UNE PETITE FLAMME QUI S'ETEINT
Il y a des décès qui vous marquent plus que d'autres,
et ce ne sont pas forcément ceux qu'on croit.
Des gens jeunes, dans le coma pendant plusieurs jours, plusieurs semaines, c'est marquant mais les décès des personnes âgées ne nous sont pas forcément moins pénibles.
Même avec tout ce qui est mis à notre disposition aujourd'hui, rare sont les personnes qui partent paisiblement.
Leur respiration graillonnante, leur visage déjà déformé par une fin proche est finalement ce que nous voyons le plus.
Sans y penser tous les jours, nous pouvons nous remémorer avec plus ou moins d'exactitude la fin d'un patient lorsque nous nous remettons à en reparler avec les collègues.
En général, on garde d'un décès un goût amer pendant quelque temps, puis ça passe, enfin, ça se range dans notre cerveau comme tous ce que nous pouvons voir et entendre dans notre métier.
Mais, bizarrement, il y a un décès qui me laisse plus mal à l'aise que les autres, et pourtant...
Un dame, je ne saurais dire son âge, 60-70 ans peut-être.
Un cancer très avancé.
...était arrivée chez nous, en soins de suite médicales et cancérologie, après un séjour en soins palliatifs ( cela arrive lorsque la fin n'est pas aussi proche que ce qu'ils avaient prévu ! On en a même vu rentré chez eux ! ).
Après plusieurs mois passés au Vésinet, cette dame était de plus en plus fatiguée, pas forcément plus dégradée mais elle arrivait de moins en moins à exécuter les gestes de la vie quotidienne, et les autres...
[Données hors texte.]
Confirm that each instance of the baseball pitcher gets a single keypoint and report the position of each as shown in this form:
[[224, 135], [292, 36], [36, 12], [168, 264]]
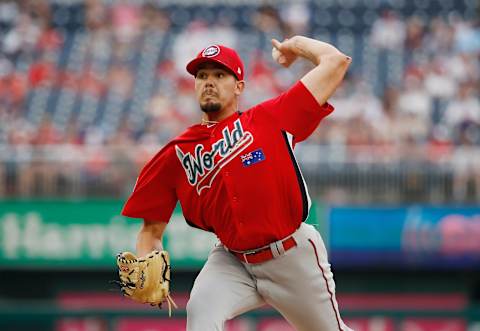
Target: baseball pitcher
[[235, 175]]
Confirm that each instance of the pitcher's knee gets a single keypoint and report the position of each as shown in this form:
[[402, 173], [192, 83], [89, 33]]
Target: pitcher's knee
[[203, 314]]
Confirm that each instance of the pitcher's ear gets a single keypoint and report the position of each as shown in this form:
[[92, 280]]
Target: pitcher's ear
[[239, 87]]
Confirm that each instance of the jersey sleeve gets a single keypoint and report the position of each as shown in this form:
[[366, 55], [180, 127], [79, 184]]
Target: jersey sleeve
[[295, 111], [154, 196]]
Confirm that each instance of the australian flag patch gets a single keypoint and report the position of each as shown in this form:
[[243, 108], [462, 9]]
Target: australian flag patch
[[252, 157]]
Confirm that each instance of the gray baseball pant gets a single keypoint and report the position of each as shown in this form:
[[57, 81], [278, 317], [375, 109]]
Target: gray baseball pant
[[299, 284]]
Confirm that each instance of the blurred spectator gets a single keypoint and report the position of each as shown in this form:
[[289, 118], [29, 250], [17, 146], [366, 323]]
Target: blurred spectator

Et le cancer prenait encore plus d'ampleur.
Il était prévu qu'elle retourne en soins palliatifs.
Ce soir là, veille de son départ en USP, je l'avais raccompagnée des toilettes, l'avait installée pour prendre sa tisane et ses comprimés, l'avait aidée à coucher, comme tout les soirs depuis que la fatigue l'empêchait de le faire elle-même.
Minuit, 1er tour des chambres, je l'installe sur le côté pour éviter les escarres, elle dormait.
Trois heures, 2ième tour, je m'approche, elle était décédée.
Comme ça, sans faire de bruit, dans son sommeil, la petite flamme de vie s'était envolée.
Pschittt... plus rien.
Bien sûr que nous savions que cela se terminerait par un décès parce que, premièrement, c'est notre lot à tous et que, pour elle c'était envisagé à court terme.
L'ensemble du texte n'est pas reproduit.